Given our sour national mood, I know it’s very uncool to highlight an Obama success story (actually, it’s an Obama-Bush success story). But let’s live dangerously, if only for a day.
Let’s take a look at what has happened to the domestic auto industry since the federal government stepped in with bailout bucks and strict directives – and compare today’s realities with the prognostications that were circulated by the naysayers.
GM and Chrysler have emerged from bankruptcy; both are now operating at a profit. GM repaid its government loans back in April, five years ahead of the loan maturity date. Its board has been restructured, at the Obama regime’s insistence but with minimal White House guidance; even conservative talking head Steve Forbes admits he’s pleased: “GM’s management is using solid, conservative, free-market management principles to get the company back back to long-term profitability.” Most importantly, this crucial element of the Rustbelt economy has added 76,000 jobs during the past 13 months. The automakers have posted roughly half the gains; the suppliers, who are dependent on the automakers, posted the rest.
The threatened loss of a core domestic manufacturing sector was enough to propel President Bush to action in late 2008, despite his free-market tenets. He championed the initial bailout; President Obama upped the ante in ’09, with new money and scared-straight restructuring requirements. Given the results of their efforts, who today can persuasively argue that it would have been preferable to practice laissez faire and allow the industry and its jobs to die?
Federal interventions of this kind should indeed be rare. But if a similar national economy emergency does occur in the future, and the two parties engage in the usual debate about “big government,” it may be worth remembering what the obstructionist chorus was singing in late 2008 and 2009, when the federal rescue efforts were underway. Before these lyrics slip down the memory hole forever, let us behold the Republicans in full cry.
Senator Richard Shelby: “I wouldn’t loan them any money…It’s a General Motors that is headed down this road to oblivion. Should we intervene to slow it down, knowing it’s going to happen? I say no, not for the American taxpayer.”
Senator Jim DeMint: If we rescue the automakers, “we’re going to have riots. There are already people rioting because they’re losing their jobs when somebody else is being bailed out.”
House GOP leader John Boehner: The rescue effort “guarantees failure at taxpayer expense. It will keep the industry dependent on taxpayer money instead of giving auto workers the security of a viable industry that is back on its feet and ready to compete.”
Senate GOP leader Mitch McConnell: “A government big enough to give us everything we want is a government big enough to take everything we have…We simply cannot ask the American taxpayer to subsidize failure.”
House GOP Whip Eric Cantor: “The bailout of a failed model is not what we owe the taxpayers…I know that I don’t want Speaker Pelosi and Harry Reid designing the car that I drive, and I don’t think any American does, either. Washington, the president, Congress – none has any business running that car company. They’ll run it into the ground.”

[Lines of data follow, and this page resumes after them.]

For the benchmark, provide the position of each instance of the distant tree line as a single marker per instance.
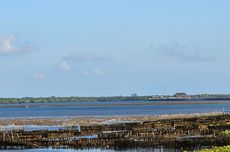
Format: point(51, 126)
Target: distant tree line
point(72, 99)
point(133, 97)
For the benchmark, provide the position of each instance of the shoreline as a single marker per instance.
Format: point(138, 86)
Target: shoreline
point(105, 104)
point(98, 120)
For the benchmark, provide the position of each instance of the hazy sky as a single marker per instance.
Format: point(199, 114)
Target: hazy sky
point(114, 47)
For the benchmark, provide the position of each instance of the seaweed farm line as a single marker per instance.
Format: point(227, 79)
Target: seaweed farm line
point(175, 133)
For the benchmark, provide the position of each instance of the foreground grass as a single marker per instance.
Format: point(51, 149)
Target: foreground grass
point(225, 133)
point(216, 149)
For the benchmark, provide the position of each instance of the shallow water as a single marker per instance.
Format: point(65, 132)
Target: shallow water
point(105, 109)
point(156, 149)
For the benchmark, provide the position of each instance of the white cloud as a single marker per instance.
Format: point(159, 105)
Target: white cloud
point(39, 76)
point(86, 57)
point(95, 72)
point(9, 45)
point(65, 66)
point(183, 52)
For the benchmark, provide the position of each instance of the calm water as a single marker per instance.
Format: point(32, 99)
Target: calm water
point(103, 109)
point(156, 149)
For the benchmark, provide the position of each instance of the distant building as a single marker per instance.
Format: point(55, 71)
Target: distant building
point(181, 95)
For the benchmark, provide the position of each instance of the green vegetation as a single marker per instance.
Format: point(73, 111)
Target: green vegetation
point(217, 149)
point(225, 133)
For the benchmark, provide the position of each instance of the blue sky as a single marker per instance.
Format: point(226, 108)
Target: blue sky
point(116, 47)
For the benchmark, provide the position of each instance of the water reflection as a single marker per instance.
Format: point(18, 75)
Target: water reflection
point(150, 149)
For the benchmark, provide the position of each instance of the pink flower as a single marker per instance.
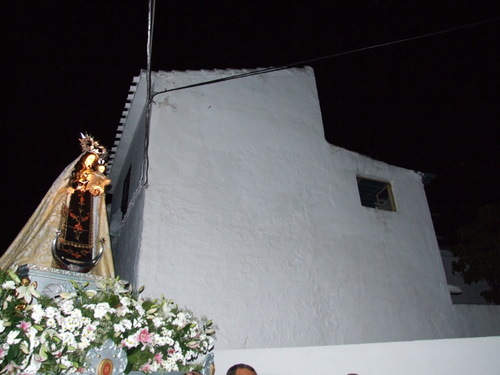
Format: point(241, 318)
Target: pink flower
point(144, 337)
point(24, 326)
point(146, 368)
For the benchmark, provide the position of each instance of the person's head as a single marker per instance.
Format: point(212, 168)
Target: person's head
point(241, 369)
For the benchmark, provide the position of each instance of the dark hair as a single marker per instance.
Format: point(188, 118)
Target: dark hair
point(232, 369)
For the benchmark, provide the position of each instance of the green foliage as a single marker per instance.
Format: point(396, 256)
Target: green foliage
point(53, 335)
point(478, 251)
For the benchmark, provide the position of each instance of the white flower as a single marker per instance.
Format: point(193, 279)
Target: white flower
point(51, 323)
point(180, 320)
point(67, 306)
point(11, 337)
point(27, 292)
point(130, 341)
point(51, 312)
point(68, 338)
point(37, 313)
point(102, 309)
point(9, 284)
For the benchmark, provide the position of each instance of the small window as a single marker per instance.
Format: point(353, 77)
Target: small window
point(376, 194)
point(126, 192)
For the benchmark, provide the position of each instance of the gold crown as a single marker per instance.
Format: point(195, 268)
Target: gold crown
point(89, 144)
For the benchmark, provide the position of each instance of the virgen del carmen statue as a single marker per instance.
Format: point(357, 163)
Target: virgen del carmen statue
point(69, 229)
point(62, 311)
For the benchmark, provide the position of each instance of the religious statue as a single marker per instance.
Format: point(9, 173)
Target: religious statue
point(69, 229)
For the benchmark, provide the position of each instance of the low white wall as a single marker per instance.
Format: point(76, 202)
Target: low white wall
point(443, 357)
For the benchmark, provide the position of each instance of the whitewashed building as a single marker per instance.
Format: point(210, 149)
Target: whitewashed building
point(232, 203)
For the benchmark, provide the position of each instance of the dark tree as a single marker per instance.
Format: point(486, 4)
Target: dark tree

John Kyl: The auto rescue effort “doesn’t change anything. It just puts off for six months or so the day of reckoning.”
Ex-House Speaker Newt Gingrich, predicting that young people will rise up against the rescue effort: If “those 20-year-olds and 30-year-olds start to figure out they’re going to pay the (bailout) taxes, I think you might find a lot of dissatisfaction by next summer.”
GOP chairman Michael Steele: The GM rescue effort is “further proof that President Obama’s economic experiments are wrong for America.”
Top Republican activist Grover Norquist: On the scale of disasters, Obama’s decision to force a restructuring at GM “is somewhere in between Baghdad and fixing the flood in Louisiana. Obama has decided to take this over. He now owns it.”
Indeed, he does – happily so. But Republicans have yet to own up to their doomsday rhetoric. Will they cede error, perchance? Or will they take refuge in the fact that anything uttered beyond yesterday is generally forgotten? We know the answer already.
I’ll be away tomorrow, but the brass will be a posting a message of welcome to all blog readers – with lots of information about the commenting process and some guidelines that are designed to ensure that everybody makes nice. Have a great weekend and see you on the flip side.